These easy cashew low carb crackers are so easy and they are grain free. All you need are cashews, egg whites and spices to make this low carb and tasty cracker. 10 crackers have 5.3g net carbs.
You might also like these low carb everything crackers.
Today I was thinking about something that I used to make years and years ago. It was lebnah, a creamy cheese spread you make from yogurt and something I learned from my father. He was not that adept in the kitchen so that is telling you how easy it is to make. <sigh>I miss him…he was a great dad.
Anyway, he would eat it with pita bread but since I’m trying to stay gluten free I remembered these easy cashew low carb crackers that I thought would go perfectly with the yogurt cheese spread.
They are super simple to make and only consist of cashews, eggs and spices so I don’t know why I don’t make them more often. My hubby loves them and they go quickly in our house.

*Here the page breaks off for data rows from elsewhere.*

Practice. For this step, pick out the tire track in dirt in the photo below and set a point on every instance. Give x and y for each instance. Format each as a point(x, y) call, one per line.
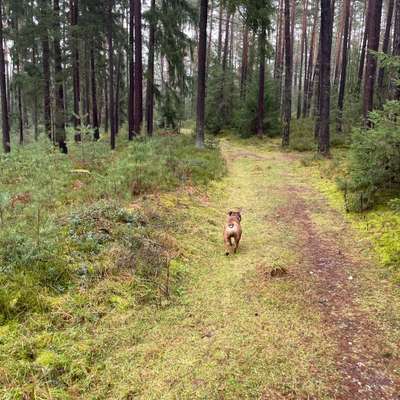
point(365, 368)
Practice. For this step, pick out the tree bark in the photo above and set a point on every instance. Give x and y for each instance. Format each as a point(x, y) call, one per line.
point(74, 10)
point(374, 16)
point(138, 78)
point(287, 99)
point(325, 73)
point(131, 95)
point(19, 92)
point(220, 32)
point(308, 86)
point(201, 71)
point(245, 62)
point(396, 42)
point(261, 82)
point(385, 48)
point(343, 76)
point(95, 116)
point(3, 89)
point(111, 101)
point(150, 73)
point(59, 113)
point(363, 47)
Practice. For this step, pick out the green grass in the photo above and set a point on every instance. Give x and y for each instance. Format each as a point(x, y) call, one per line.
point(62, 217)
point(206, 327)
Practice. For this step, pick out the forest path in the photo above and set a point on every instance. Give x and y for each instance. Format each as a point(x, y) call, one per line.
point(237, 332)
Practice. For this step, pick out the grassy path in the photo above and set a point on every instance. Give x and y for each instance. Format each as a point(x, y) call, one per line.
point(238, 333)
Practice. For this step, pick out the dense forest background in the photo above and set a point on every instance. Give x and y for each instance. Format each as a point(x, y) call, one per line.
point(72, 66)
point(129, 129)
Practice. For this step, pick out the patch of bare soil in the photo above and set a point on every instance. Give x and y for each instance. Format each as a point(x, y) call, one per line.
point(364, 362)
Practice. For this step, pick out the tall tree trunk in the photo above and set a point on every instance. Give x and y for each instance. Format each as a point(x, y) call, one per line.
point(287, 99)
point(303, 53)
point(338, 50)
point(343, 76)
point(46, 71)
point(35, 100)
point(111, 101)
point(325, 75)
point(245, 62)
point(308, 86)
point(19, 92)
point(138, 79)
point(117, 93)
point(150, 73)
point(226, 43)
point(374, 16)
point(210, 32)
point(219, 50)
point(59, 114)
point(131, 95)
point(74, 10)
point(396, 42)
point(95, 116)
point(3, 90)
point(261, 82)
point(201, 79)
point(385, 48)
point(363, 47)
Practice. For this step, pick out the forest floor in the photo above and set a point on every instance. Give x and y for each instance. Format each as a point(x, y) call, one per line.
point(324, 325)
point(241, 333)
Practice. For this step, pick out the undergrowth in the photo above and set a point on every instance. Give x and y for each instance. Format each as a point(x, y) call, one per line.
point(64, 221)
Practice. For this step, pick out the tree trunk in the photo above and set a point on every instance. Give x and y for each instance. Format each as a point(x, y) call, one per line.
point(363, 47)
point(46, 72)
point(111, 102)
point(396, 42)
point(220, 32)
point(308, 86)
point(302, 54)
point(74, 10)
point(261, 82)
point(117, 93)
point(343, 76)
point(35, 100)
point(287, 98)
point(201, 70)
point(210, 32)
point(374, 16)
point(245, 62)
point(95, 116)
point(385, 48)
point(138, 78)
point(131, 100)
point(226, 44)
point(3, 89)
point(150, 73)
point(59, 114)
point(338, 50)
point(325, 76)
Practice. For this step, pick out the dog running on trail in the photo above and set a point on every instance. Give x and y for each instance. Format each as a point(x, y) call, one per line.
point(232, 231)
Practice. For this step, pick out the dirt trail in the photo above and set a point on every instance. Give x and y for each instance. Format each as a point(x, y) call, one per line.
point(236, 332)
point(366, 369)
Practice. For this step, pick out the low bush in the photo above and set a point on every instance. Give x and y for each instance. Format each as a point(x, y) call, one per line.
point(64, 221)
point(374, 159)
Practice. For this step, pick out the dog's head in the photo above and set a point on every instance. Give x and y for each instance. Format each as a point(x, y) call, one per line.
point(235, 214)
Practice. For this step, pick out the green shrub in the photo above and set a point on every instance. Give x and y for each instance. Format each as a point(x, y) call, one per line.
point(374, 158)
point(63, 222)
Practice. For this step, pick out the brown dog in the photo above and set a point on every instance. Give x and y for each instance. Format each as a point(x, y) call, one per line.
point(232, 231)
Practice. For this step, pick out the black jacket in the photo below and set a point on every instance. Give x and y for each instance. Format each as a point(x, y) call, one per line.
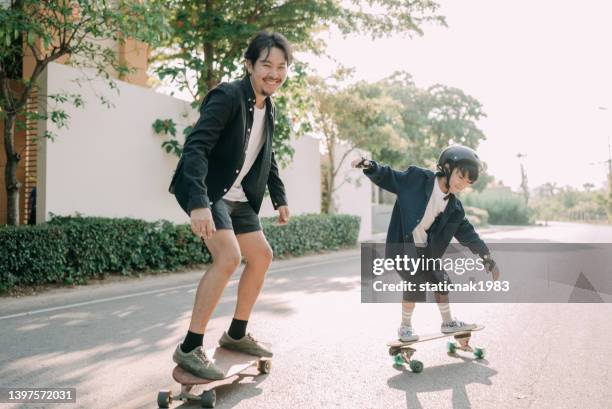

Using Cashew Meal Or Flour
First you need some cashew meal, which is just ground up raw cashews. I buy a bag of this every time I go to Trader Joe’s because it’s cheap and convenient. But if I didn’t have any, I would just grind some raw cashews up in a food processor.
Easy Cashew Low Carb Crackers Recipe
Start by adding cashew meal to a bowl. Then add the egg whites and spices so that it makes a dough. For these crackers I used the same recipe as my Almond Thins recipe so I mixed in garlic powder, salt, pepper and onion powder.
Roll it out on a silpat or a piece of parchment paper. I usually spray a piece of wax paper with cooking spray and place on top because the dough is sticky. Then use a rolling pin to get it as thin and as even as possible.
I could have cleaned this up a bit before I took the picture. I could have cut the edges off to make it nice and straight. But then again I could have cleaned my whole house which REALLY needs it instead of making these crackers. 😉 So if you are more of a perfectionist than me, I’m sure you will do a better job at rolling and cutting these little crackers.
After you have it rolled out you want to score it with a pizza cutter. Just do it gently. The cut shouldn’t go all the way through the dough. Next, put the cookie sheet in a 325 degree oven for 12 -15 minutes. After 15 minutes, check to make sure they are not burning. Turn off the oven but keep them in there for another 20 or 30 minutes so that they get harder. Check every once in awhile to see that they aren’t burning.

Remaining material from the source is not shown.